Plunging toilets, killing spiders and changing sets. Ryan's jobs.
Thankfully when a killer giant spider jumped out at me while making lunches this morning my sister in law jumped in front of me to save the day. Sets? J has taken to filling reservoirs for me, and thankfully the toilet hasn't been an issue for me yet.
Ryan was brilliant at changing sets. We use quick sets, and for the life of me I have no idea where the good "rocket" is. (We call the R2D2 like serter, the "rocket.") We have one that fits the set perfectly. It is a cloudy white on the inside...we've never inserted a wonky set with it yet. But like I said, it is in a place that probably only Ryan knows so we are left with the bright white insided rocket that is pretty sucky. Maybe I'm making excuses, but I've inserted THREE bad/kinked sets this week. One was discovered during the first few minutes of church with the lovely, "No Delivery" alarm. The other buggers never alarmed and left me to discover them after "HI" came waving back at me from the meter.
Also, blood sugars are all over the map. Before Ryan passed the boys needed half corrections at night. The night Ryan passed they immediately started needing twice the insulin at night for corrections. Then...last week they went back to being sensitive to the insulin...only to now find B the last four nights needs twice the insulin to come down, again. (Me thinks another growth spurt cometh. Nighttime basal changes? Blarg.)
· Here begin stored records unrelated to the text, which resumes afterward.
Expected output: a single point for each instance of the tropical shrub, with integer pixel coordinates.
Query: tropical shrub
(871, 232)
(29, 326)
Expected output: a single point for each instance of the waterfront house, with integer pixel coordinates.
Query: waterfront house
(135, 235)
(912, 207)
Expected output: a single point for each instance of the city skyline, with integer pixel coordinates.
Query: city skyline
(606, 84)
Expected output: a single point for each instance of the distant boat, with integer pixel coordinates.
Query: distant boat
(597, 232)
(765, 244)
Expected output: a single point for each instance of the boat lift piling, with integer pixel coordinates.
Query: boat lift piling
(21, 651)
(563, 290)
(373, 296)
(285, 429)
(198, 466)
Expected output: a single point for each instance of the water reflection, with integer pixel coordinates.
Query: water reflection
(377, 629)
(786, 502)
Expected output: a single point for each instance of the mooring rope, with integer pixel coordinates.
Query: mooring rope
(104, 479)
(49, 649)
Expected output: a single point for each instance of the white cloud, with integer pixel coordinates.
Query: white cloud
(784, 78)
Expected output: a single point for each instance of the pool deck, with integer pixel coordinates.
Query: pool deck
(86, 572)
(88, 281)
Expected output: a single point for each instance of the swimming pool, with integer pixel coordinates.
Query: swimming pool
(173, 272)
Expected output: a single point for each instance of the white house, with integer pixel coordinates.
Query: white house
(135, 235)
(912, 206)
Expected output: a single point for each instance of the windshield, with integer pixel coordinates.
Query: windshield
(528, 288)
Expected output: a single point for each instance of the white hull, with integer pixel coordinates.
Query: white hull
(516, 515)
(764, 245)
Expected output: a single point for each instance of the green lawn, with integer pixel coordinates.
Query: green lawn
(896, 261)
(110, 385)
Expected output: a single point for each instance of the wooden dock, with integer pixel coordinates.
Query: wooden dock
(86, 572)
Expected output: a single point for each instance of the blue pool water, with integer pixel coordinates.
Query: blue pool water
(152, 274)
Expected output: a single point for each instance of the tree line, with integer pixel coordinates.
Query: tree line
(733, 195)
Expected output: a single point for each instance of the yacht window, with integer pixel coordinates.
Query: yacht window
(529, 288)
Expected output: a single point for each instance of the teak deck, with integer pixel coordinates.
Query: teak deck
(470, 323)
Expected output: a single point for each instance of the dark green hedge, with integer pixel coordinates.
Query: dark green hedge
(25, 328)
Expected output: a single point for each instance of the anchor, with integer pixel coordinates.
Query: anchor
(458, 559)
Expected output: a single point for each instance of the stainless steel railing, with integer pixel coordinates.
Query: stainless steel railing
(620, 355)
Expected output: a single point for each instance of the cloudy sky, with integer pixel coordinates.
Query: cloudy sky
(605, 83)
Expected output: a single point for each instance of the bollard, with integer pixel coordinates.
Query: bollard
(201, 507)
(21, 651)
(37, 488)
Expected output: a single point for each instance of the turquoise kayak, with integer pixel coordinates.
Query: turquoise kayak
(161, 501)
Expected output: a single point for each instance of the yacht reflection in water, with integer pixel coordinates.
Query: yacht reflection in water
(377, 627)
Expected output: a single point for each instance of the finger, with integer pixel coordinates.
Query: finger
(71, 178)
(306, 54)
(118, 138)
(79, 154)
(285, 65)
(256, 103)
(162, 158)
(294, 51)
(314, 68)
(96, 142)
It's a good indicator how the boys emotions are ebbing and flowing. B won't leave my side when he comes home from school. L has often been calling with headaches wanting to be with me after lunch. The older boys are normaling the best they can, but every once in awhile I see the melancholy on their faces. They all hug me a lot more. Intuitively they know that's what their mother needs right now.
Grief is a surreal place to be. It feels like we are in a foreign country right in our home. Heightened senses make everything look new and out of place. We walk in the front door knowing that this is home, yet we cautiously are waiting for it to feel like home again.
Although fickle and frustrating, diabetes has been a comfortable companion as of late.
The familiar routine that we have, changing sets and checking sugars, brings normalcy to us. It's one of the only things that doesn't seem foreign these days.
I can't say I am thankful for diabetes, but diabetes is part of the home that we've left behind. Don't get me wrong...the nights are killing me. I need to get those figured out, but something tells me the boys bodies aren't even close to being predictable. And that's ok, 'cause neither is mine.
I wore eye makeup yesterday to run some errands. My tear ducts indicated that was a stupid idea right off the bat.
But wearing that make-up, or trying to, was a step forward.
Changing sets, killing spiders, wearing make-up...putting one foot in front of the other...
That's all we can do.
We are doing our best. And who can do better than that?